Tricin is a chemical compound. It is an O-methylated flavone, a type of flavonoid. It can be found in rice bran and sugarcane.

Glycosides 
 Tricin 4'-glucoside (Tricin-4'-O-beta-D-glucopyranaoside, CAS number 71855-50-0)
 Tricin 5-glucoside (Tricin 5-O-beta-D-glucopyranoside, CAS number 32769-00-9)
 Tricin 7-O-glucoside (Tricin 7-O-beta-D-glucopyranoside, CAS number 32769-01-0)

Biosynthesis 

The biosynthesis of flavones has not yet been elucidated in full; however, most of the mechanistic and enzymatic steps have been discovered and studied.  In biosynthesizing tricin, there is first stepwise addition of malonyl CoA via the polyketide pathway and p-coumaroyl Coa via the phenylpropanoid pathway.  These additions are mediated by the sequential action of chalcone synthase and chalcone isomerase to yield naringenin chalcone and the flavanone, naringenin, respectively.
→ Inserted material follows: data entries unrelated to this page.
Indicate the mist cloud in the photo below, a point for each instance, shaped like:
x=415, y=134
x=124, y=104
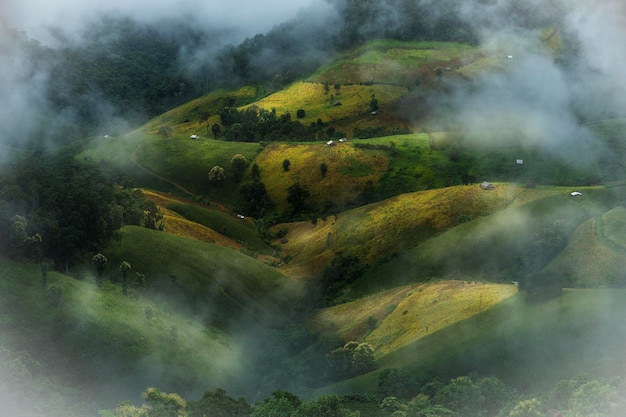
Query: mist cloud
x=243, y=17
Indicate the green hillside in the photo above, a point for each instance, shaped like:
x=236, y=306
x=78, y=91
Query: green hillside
x=531, y=346
x=216, y=284
x=98, y=346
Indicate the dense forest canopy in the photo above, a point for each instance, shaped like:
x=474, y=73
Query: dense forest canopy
x=124, y=71
x=521, y=120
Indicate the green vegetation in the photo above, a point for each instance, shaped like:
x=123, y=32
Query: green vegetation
x=293, y=233
x=227, y=224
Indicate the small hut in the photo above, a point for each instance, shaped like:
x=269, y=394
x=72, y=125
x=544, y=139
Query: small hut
x=486, y=185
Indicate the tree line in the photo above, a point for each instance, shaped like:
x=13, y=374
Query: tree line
x=462, y=396
x=57, y=209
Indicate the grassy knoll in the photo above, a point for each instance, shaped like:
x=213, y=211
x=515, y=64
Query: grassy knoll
x=101, y=345
x=349, y=169
x=510, y=244
x=219, y=284
x=393, y=62
x=188, y=162
x=396, y=318
x=195, y=116
x=378, y=231
x=178, y=225
x=530, y=346
x=240, y=230
x=317, y=104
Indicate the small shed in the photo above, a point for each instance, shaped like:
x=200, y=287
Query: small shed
x=486, y=185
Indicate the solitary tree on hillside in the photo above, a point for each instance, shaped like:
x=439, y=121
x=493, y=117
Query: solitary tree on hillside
x=216, y=175
x=165, y=132
x=323, y=169
x=216, y=129
x=373, y=103
x=296, y=196
x=100, y=262
x=124, y=269
x=238, y=164
x=256, y=172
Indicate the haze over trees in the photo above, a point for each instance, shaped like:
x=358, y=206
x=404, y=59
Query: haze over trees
x=293, y=284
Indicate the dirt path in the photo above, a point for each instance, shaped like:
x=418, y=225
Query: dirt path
x=133, y=159
x=192, y=195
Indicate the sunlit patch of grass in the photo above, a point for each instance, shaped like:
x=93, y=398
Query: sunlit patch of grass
x=311, y=98
x=344, y=180
x=614, y=226
x=192, y=117
x=177, y=225
x=378, y=231
x=396, y=318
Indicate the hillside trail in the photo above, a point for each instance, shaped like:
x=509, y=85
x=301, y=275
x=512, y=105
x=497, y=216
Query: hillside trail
x=192, y=196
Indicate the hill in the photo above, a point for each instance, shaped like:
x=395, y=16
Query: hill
x=216, y=284
x=531, y=346
x=94, y=346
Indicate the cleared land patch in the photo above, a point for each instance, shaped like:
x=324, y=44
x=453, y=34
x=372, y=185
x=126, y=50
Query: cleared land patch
x=396, y=318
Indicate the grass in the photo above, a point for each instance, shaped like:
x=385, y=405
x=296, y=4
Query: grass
x=102, y=345
x=240, y=230
x=177, y=225
x=396, y=318
x=394, y=62
x=530, y=346
x=218, y=284
x=310, y=97
x=379, y=231
x=349, y=169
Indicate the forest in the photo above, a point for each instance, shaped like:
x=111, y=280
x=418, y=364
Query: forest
x=402, y=209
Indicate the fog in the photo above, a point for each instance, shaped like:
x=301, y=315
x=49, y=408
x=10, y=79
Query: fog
x=242, y=18
x=541, y=102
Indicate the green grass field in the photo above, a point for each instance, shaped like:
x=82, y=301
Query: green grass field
x=101, y=346
x=227, y=224
x=217, y=284
x=530, y=346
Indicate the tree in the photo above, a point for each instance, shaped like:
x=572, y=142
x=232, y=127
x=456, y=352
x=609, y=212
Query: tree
x=216, y=129
x=596, y=398
x=238, y=164
x=216, y=175
x=165, y=132
x=255, y=172
x=124, y=269
x=323, y=169
x=351, y=359
x=363, y=358
x=100, y=262
x=46, y=264
x=373, y=103
x=163, y=404
x=296, y=196
x=280, y=404
x=257, y=200
x=528, y=408
x=462, y=396
x=17, y=234
x=218, y=404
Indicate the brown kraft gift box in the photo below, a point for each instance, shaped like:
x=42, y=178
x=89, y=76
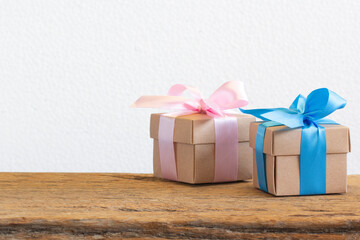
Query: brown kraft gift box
x=282, y=149
x=194, y=137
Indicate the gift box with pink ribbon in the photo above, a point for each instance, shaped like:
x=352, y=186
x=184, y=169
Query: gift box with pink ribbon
x=201, y=140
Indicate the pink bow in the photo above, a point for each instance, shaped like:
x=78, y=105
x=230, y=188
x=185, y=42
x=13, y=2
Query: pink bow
x=230, y=95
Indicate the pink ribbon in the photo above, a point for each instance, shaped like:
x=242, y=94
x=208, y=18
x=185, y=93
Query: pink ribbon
x=229, y=96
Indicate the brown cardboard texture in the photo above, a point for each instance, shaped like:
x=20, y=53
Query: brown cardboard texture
x=194, y=137
x=282, y=148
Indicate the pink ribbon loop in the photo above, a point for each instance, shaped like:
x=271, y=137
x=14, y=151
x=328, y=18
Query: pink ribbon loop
x=228, y=96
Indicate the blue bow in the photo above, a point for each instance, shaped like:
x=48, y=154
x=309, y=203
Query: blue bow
x=306, y=113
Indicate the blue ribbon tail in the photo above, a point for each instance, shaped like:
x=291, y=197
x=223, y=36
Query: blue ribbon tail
x=313, y=160
x=260, y=156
CYP93G1 of the CYP450 superfamily in rice then desaturates naringenin into apigenin.  After this step, it is proposed that flavonoid 3’5’-hydroxylase (F3’5’H) changes apigenin into tricetin.  Upon formation of tricetin, 3’-O-methyltransferase and 5’-O-methyltransferase adds methoxy groups to tricetin to form tricin.

Other compounds formed from tricin 
Three flavonolignans derived from tricin have been isolated from oats Avena sativa.